# 107 flat screen TVs stolen from Whiski Jack



## T_R_Oglodyte (Mar 24, 2008)

from Pique NewsMagazine: Thieves make off with $75,000 worth of TVs



> Some brazen thieves have taken off with $75,000 worth of flat screen TVs from a Whistler business storage area.
> 
> In all about 107 televisions were stolen — still all boxed and new.
> 
> ...


----------



## eal (Mar 26, 2008)

We are staying at the Whiski Jack at Ironwood this week.  We got a couple of extra nights when we first arrived, and that unit had a lovely flat screen TV with HDTV.  This unit has two clunky old-fashioned TV's.  Now I know why!


----------



## Floridaski (Mar 31, 2008)

*We had TV problems too*

We just got back last night from a very snowy, lots of powder - but cold week in Whistler.  The skiing was amazing, but the Ironwood had clunkers for TV's.  Not to mention the issues we had with the unit.  I just did an extensive review that was just posted.  

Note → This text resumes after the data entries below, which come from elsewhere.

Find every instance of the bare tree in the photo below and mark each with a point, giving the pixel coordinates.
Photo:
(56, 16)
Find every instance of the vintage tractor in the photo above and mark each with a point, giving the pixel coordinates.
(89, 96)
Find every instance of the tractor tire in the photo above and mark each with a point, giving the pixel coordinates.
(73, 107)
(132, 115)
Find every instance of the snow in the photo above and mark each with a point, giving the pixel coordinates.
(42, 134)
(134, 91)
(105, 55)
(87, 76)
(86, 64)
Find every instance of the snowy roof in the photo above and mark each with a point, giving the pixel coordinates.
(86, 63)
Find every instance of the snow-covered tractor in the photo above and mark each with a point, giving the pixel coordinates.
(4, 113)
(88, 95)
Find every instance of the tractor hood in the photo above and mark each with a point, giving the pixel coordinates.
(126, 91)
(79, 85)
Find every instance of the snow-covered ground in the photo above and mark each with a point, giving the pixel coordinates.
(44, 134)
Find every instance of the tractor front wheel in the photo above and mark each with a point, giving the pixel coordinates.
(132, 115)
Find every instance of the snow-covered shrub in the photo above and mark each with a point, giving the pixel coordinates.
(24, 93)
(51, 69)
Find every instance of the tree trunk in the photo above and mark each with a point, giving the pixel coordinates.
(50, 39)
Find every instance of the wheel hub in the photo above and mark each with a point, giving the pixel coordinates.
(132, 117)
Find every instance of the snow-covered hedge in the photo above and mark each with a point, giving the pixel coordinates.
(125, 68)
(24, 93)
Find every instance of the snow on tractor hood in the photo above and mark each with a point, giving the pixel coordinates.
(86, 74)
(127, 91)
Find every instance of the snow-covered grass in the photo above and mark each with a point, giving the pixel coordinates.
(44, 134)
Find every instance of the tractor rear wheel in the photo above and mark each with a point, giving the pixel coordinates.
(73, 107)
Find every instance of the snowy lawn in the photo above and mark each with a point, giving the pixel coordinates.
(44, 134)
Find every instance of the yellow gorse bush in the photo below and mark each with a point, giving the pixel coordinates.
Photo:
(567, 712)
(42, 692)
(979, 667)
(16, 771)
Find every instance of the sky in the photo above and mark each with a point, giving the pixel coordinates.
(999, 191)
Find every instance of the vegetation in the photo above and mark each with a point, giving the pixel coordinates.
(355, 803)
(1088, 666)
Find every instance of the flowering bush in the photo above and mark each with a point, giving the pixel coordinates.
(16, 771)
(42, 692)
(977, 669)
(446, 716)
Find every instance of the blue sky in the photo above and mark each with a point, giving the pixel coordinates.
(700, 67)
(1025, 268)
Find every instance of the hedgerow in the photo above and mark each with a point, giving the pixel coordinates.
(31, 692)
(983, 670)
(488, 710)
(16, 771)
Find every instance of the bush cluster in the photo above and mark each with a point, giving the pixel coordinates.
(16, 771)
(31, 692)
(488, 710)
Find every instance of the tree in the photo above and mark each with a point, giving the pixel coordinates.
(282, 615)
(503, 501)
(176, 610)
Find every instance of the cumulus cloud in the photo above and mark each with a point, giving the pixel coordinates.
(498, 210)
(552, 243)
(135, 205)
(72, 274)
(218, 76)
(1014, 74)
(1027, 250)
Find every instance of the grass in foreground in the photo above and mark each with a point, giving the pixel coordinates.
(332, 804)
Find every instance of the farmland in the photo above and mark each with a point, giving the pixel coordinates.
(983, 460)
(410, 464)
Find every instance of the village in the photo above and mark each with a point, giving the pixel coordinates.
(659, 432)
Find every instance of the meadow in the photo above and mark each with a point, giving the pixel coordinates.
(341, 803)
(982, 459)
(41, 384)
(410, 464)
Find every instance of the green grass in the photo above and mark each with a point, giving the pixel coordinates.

But the skiing and the snow everyday made up for the unit issues.  We had snow even in the village.  It did not rain once and we were there for 9 days!  We did not want to come back, even with the old TV's, we went there to ski not watch TV.  Our son was not happy with he clunker TV's - but we could care less!


----------



## Steamboat Bill (Mar 31, 2008)

I wonder when there will be some great deals on eBay for 107 tv's...mint condition, still in box.


----------